The Supreme Court of the United States’ ruling in favour of the Colorado baker who refused to make a cake for a gay wedding is a victory for the rights and freedoms of individuals across the Western liberal world.
The freedom of expression at the basis of our democracy is under attack from an increasingly authoritarian left. They seek to correct the morality of their citizens through legislative force, picking up what the radical right-wing social policy culminating during the Nixon era started, but taking it in a different direction.
Not all discrimination is based on hate. For example, Carleton discriminates based on the academic achievement of students. If the university stops discriminating by passing versus failing grades, then our degrees would become meaningless. So, unequal outcomes and discrimination are not inherently based on hate. Instead, they are essential mechanisms that make systems functional and worthwhile.
Therefore, condemning the baker in this case for promoting unequal outcomes through discrimination is an incomplete analysis. First, we must ask whether this act was based in hate, and whether legislating the forced baking of wedding cakes will improve or worsen the situation.
To determine hateful intent, we must examine the reasoning that the baker, Jack Phillips, used in making the decision to decline the couple service. He mentioned the core reasons he refused service in an interview with CNN, saying, “I didn’t want to use my artistic talents to create something that went against my Christian faith.” He specified that he has also declined to make many other cakes that went against his religious convictions, including cakes for Halloween celebrations.

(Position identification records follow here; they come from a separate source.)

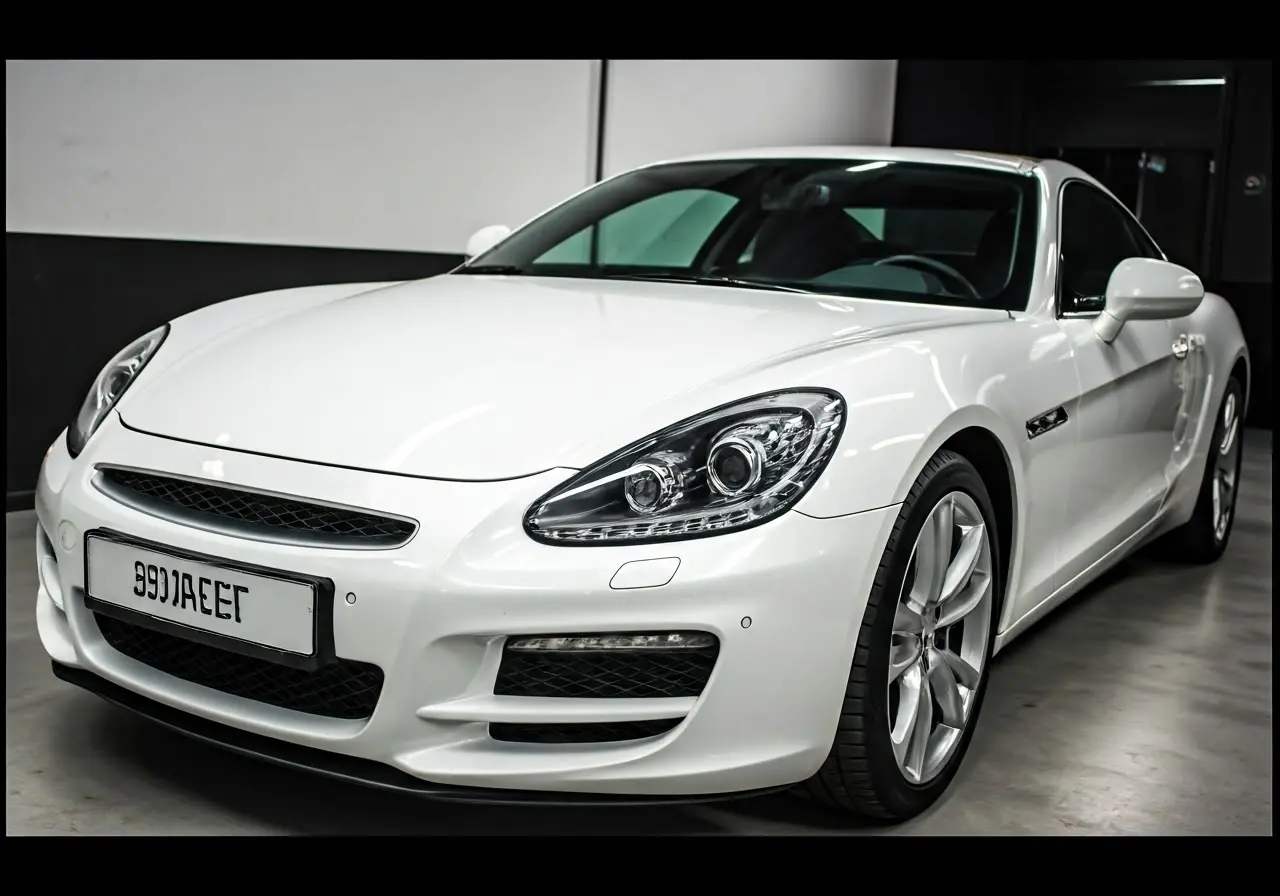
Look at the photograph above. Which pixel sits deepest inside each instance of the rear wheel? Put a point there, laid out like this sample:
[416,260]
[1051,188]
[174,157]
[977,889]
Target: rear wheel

David Mullins, one of the customers who was declined service in this case, said, “This case is about more than us, and it’s not about cakes. It’s about the right of gay people to receive equal service.”
In regards to the case, Noel Francisco, the U.S. Solicitor General, had this to say: “A custom wedding cake is not an ordinary baked good; its function is more communicative and artistic than utilitarian. Accordingly, the government may not enact content-based laws commanding a speaker to engage in protected expression. An artist cannot be forced to paint, a musician cannot be forced to play, and a poet cannot be forced to write.”

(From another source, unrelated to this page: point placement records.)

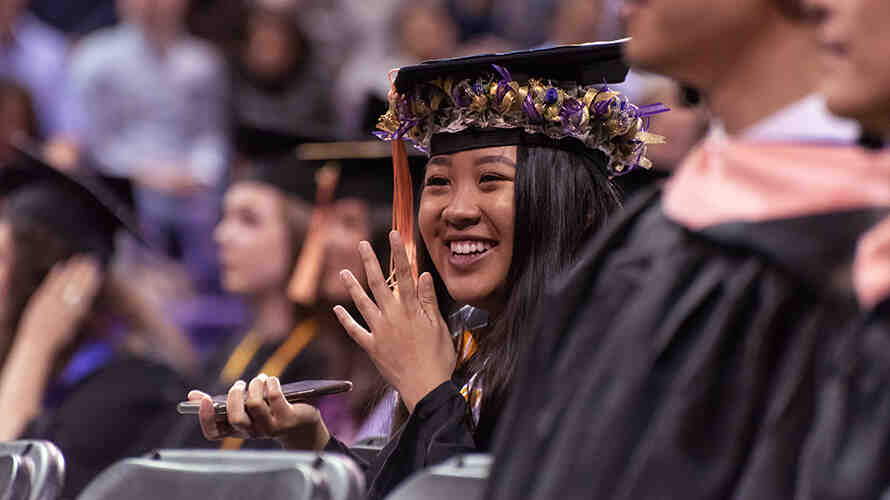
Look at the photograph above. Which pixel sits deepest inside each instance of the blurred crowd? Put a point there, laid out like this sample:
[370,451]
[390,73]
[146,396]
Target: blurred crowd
[199,106]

Critics argue that this case decision is a violation of religious neutrality that must be upheld in the commercial sphere. In response to this, Anthony Kennedy, a former Supreme Court justice strongly reaffirmed protections for individual rights. He wrote that disputes like these “must be resolved with tolerance, without undue disrespect to sincere religious beliefs, and without subjecting gay persons to indignities when they seek goods and services in an open market.”
It is important to remember the role that politics plays in society. Politics and legislation are euphemisms for power and coercion—doing what cannot be done through consent by using force. When we try to legislate away the freedom to express religious convictions, we see equal opposite reactions that nullify all of our protective legislation.

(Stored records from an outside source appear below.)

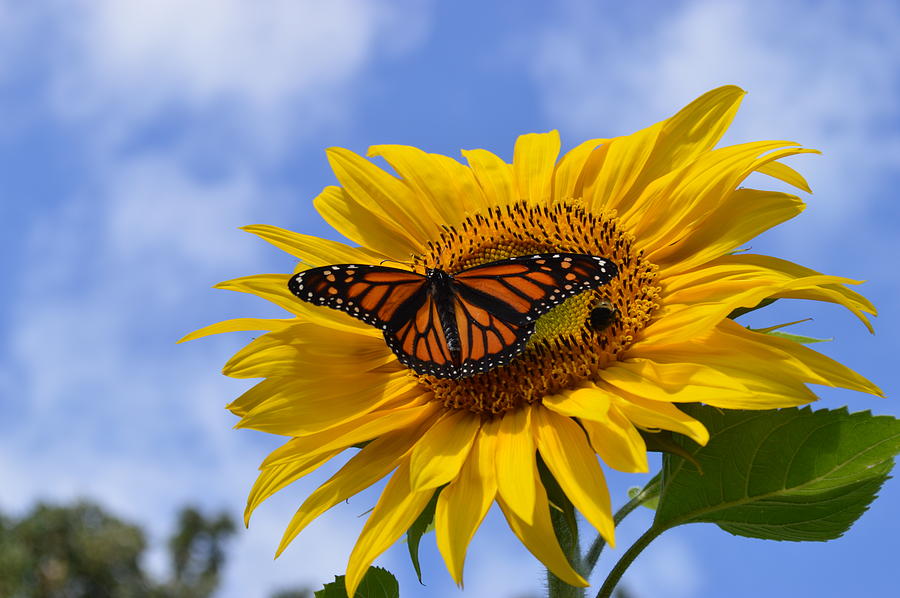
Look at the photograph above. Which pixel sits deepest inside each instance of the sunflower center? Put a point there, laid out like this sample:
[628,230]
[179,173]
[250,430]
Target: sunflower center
[574,341]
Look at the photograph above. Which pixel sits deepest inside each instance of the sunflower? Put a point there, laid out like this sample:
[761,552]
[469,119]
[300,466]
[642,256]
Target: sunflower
[605,365]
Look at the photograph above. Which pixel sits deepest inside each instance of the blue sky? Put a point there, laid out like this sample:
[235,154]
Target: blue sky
[136,137]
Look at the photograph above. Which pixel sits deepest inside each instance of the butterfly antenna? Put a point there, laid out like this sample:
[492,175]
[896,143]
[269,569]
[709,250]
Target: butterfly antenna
[410,265]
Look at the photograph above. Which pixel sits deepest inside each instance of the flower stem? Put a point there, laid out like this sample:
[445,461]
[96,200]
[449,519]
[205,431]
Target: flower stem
[633,551]
[566,528]
[651,490]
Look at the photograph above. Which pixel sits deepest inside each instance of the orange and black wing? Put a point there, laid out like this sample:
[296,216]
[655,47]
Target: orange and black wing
[496,304]
[520,289]
[420,340]
[373,294]
[486,340]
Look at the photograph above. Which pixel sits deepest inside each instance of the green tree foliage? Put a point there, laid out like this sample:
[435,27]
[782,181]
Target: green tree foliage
[80,551]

As the government parents society by trying to force bakers to make cakes for everyone indiscriminately, animosity builds. As people’s livelihoods become dependent on providing services they morally disagree with, citizens, afraid to have the wrong opinions, participate less in productive debate. This makes it harder to distinguish prejudice in society as people are forced to fake tolerance.
The most powerful way to dissuade prejudice in business is through boycotting those that uphold prejudiced convictions and supporting rival bakeries that will service gay couples and through baking more beautiful and delicious cakes. This is how our society gets better in a positive feedback loop—when passionate individuals out-compete, out-plan, and out-serve their dissenters, rather than trying to force them to conform to their moral ideals.
This ruling was a victory for individual freedom.